Nobel Prize-winning physicist P.W. Anderson’s “More Is Different” argues that as the complexity of a system increases, new properties may materialize that cannot (easily or at all) be predicted, even from a precise quantitative under-standing of the system’s microscopic details. As Rylan Schaeffer, Brando Miranda, and Sanmi Koyejo from Stanford University explain in a recently published paper "Emergence has recently gained significant attention in machine learning due to observations that large language models, e.g., GPT, PaLM, LaMDA can exhibit so-called “emergent abilities” across diverse tasks." It has been argued that large language models display emergent abilities not present in smaller-scale models, justifying the huge financial and environmental cost of developing these models.
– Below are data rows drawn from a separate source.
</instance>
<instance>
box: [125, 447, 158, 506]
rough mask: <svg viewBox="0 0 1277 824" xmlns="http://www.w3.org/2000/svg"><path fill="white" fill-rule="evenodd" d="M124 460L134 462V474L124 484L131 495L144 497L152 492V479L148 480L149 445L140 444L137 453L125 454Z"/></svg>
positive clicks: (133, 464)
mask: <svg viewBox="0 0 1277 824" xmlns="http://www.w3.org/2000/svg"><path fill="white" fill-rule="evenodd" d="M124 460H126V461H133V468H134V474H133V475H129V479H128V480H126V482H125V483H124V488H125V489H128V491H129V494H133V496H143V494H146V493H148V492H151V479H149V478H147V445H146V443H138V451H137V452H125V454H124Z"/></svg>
Rylan Schaeffer, Brando Miranda, and Sanmi Koyejo "present an alternative explanation for emergent abilities: that for a particular task and model family, when analyzing fixed model outputs, one can choose a metric which leads to the inference of an emergent ability or another metric which does not. Thus, our alternative suggests that existing claims of emergent abilities are creations of the researcher’s analyses, not fundamental changes in model behavior on specific tasks with scale."

Their paper, Are Emergent Abilities of Large Language Models a Mirage?, is quite technical but very well written and important for understanding the debate around AI.